Bref sur terre l'ours polaire se transforme en végétalien et apparemment ce n'est pas ça qui lui réussit le mieux. L'ours polaire n'est pas un grizzly, mais il va assez vite être forcé d'imiter son cousin terrestre, la question étant de savoir s'il va y arriver dans les temps qui lui sont impartis.

En fait à court terme ce qui est le plus probable est que les ours polaires vont se rapprocher...des habitations humaines ! C'est d'ailleurs déjà le cas comme j'avais pu le narrer en février 2019 dans Judith Curry la climato-alarmiste et Susan Crockford l'abonnée absente en montrant par exemple cette photo très révélatrice du devenir de nos braves bestioles à poil blanc (non je ne parle pas de Didier Raoult cette fois) :

Ours polaires cherchant leur pitance dans une décharge russe.

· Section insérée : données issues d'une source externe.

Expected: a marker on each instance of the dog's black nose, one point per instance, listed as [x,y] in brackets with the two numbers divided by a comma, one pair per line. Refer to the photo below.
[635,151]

Et fin 2019 on apprenait que 56 ours polaires avaient élu domicile dans un petit village russe : 
Cinquante-six ours polaires se sont rassemblés aux abords du village de Tchoukotka, dans l'extrême nord-est de la Russie, nourris par les habitants, à cause du retard de la formation de la banquise.
Mais il parait que cela n'a plus rien d'exceptionnel, du moins depuis quelques années :
selon [Tatiana Minenko, responsable de la "Patrouille ursidé", une association locale], la présence en nombre des ours n'est plus un phénomène exceptionnel car depuis des années, la banquise se forme tardivement, un des effets du changement climatique. "Tant qu'il n'y aura pas de grand gel, la mer ne va pas être prise par les glaces et les ours resteront sur la côte", a-t-elle dit.
Ben voilà, « les ours resteront sur la côte » et seront tributaires du bon vouloir des habitants pour se nourrir des déchets ménagers qu'ils voudront bien leur laisser, à moins que ceux-ci se lassent de la présence de ces animaux un peu dangereux (quand même) et qu'ils se mettent à les abattre en cachette, voire au grand jour si finalement la loi finit par les y autoriser.

Reste à se demander si les ours polaires pourront continuer à conserver leur appellation ; s'ils se mettent à manger des phoques contaminés (voir Les ours polaires mangent des phoques plus contaminés) alors ils pourraient souffrir de problèmes psychiques et seraient susceptibles de devenir...des ours bipolaires !

Je suis tellement furieux que je pourrais tout déchirer sur mon passage !
Je veux me pelotonner avec du popcorn et regarder un film pour gonzesses.